El señor diputado don Jorge Rodríguez Araya, es el presidente de la comisión legislativa que se conformó para investigar el colapso del servicio de cardiología del Hospital México; situación ésta que según denuncia pública ya de amplio conocimiento ciudadano, habría generado la muerte de más de 100 pacientes en espera de un cateterismo cardíaco que si lo hubieran recibido a tiempo, no habrían fallecido.

El mencionado legislador denunció que dos directores de la actual junta directiva de la Caja Costarricense de Seguro Social (CCSS), sin tener que hacer fila en las largas listas de espera, recibieron ese procedimiento de cateterismo cardíaco con agilidad, rapidez y efectividad, lo que les ha permitido seguir con vida.

Se trata del señor Adolfo Gutiérrez Jiménez, representante del sector empresarial privado, directivo patronal nombrado por la Unión Costarricense de Cámaras y Asociaciones de la Empresa Privada (UCCAEP); y de su homólogo nombrado por el Gobierno, el señor Óscar Fallas Camacho.

Además y según el mismo denunciante, el todavía director médico del Hospital México, doctor Douglas Montero Chacón, también habría recibido un trato preferencial con el tratamiento de la misma dolencia que padecían los fallecidos.

Toda esta situación nos lleva a formular tres señalamientos puntuales: Primero: La crisis del servicio de cardiología del Hospital México debe ser “la gota que derrame el vaso” en el delicado asunto de la formación de especialistas de la Caja, lo cual ha venido funcionando en círculos cerrados, especies de guetos o de cárteles, al margen de toda autoridad política aunque ésta fuese elegida en las urnas.

La formación de especialistas de la Caja se ha venido rigiendo por amiguismos, compadrazgos y parentelas. Ojala haya suficiente testosterona política en la Casa Presidencial para enfrentarse a la élite de la realeza médica y quitarle a ésta el control en esto de la formación de especialistas.

Segundo: Se debe decretar una especie de estado de emergencia para la Caja Costarricense de Seguro Social (CCSS). Nuestra más querida institución pública es víctima del secuestro corporativo de grupos internos y externos (algunos, incluso, de carácter sindical). A este respecto, hay que pedirle cuentas al Ministerio Público por la espantosa y sospechosa tardanza en al trámite de una denuncia penal interpuesta hace bastantes meses, contra cierto funcionariado-tecnocrático y gerencial de gran poder en la Caja, mismo que sigue en la total impunidad pese a sus eventuales y presuntas responsabilidades directas en la tragedia financiera de la institución.

Tercero y final: El Gobierno debería retirarle su confianza a su representado en la directiva de la Caja, pedirle que renuncie y/o destituirle.
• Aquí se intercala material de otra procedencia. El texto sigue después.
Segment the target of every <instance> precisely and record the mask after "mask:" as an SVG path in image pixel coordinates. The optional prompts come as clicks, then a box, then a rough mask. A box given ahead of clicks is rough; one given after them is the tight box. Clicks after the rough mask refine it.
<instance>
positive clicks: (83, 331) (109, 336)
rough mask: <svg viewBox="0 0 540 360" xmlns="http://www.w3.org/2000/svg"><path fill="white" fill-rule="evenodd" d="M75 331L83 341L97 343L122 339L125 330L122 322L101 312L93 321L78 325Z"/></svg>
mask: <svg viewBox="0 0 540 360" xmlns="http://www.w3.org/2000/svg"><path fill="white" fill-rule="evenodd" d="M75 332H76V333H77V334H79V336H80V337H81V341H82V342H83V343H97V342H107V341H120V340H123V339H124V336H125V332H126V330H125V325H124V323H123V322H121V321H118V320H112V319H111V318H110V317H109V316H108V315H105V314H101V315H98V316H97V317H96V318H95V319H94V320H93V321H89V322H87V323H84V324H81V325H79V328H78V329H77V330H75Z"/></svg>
En el caso del representante patronal, la situación cuestionable en que quedó envuelto le deslegitima para continuar en ese cargo y debería renunciar; o, en un acto de decencia política mínima, la UCCAEP debería cambiarlo por otro.

Porque como se trata de un representante empresarial con interés de negocios “objetivo”, cualquiera puede preguntarse en qué otros ámbitos podría haber ejercido influencia en tomas de decisiones delicadas como compra de medicamentos a agentes farmacéuticos privados.

La Caja está viviendo la situación más crucial de toda su historia. La ciudadanía consciente, cívica y patriótica está todavía a tiempo de convertirse en agente protagónico de primer línea para salvarle. Diversos grupos han venido estudiando su problemática y han estado generando propuestas al respecto.

Uno de ellos (en el que incluso participaron el hoy Presidente Solís Rivera y la actual Presidenta Ejecutiva de la CCSS, la doctora Sáenz Madrial), grupo conocido como el de “Las 10 medidas para comenzar a ordenar la Caja”, tuvo el coraje de plantear, por primera vez, el desafío de denunciar el poder desmedido (y hasta corrupto en varios ámbitos), de lo que se apodó como la “realeza médica”; precisamente para diferenciarla de la abrumadora mayoría del personal médico nacional, ese sin conexiones políticas ni corporativo-farmacéuticas con el que sí se puede contar para heredar la máxima herencia institucional-social que nos fuera heredada por la anterior generación. La Caja espera por su pueblo para ser liberada.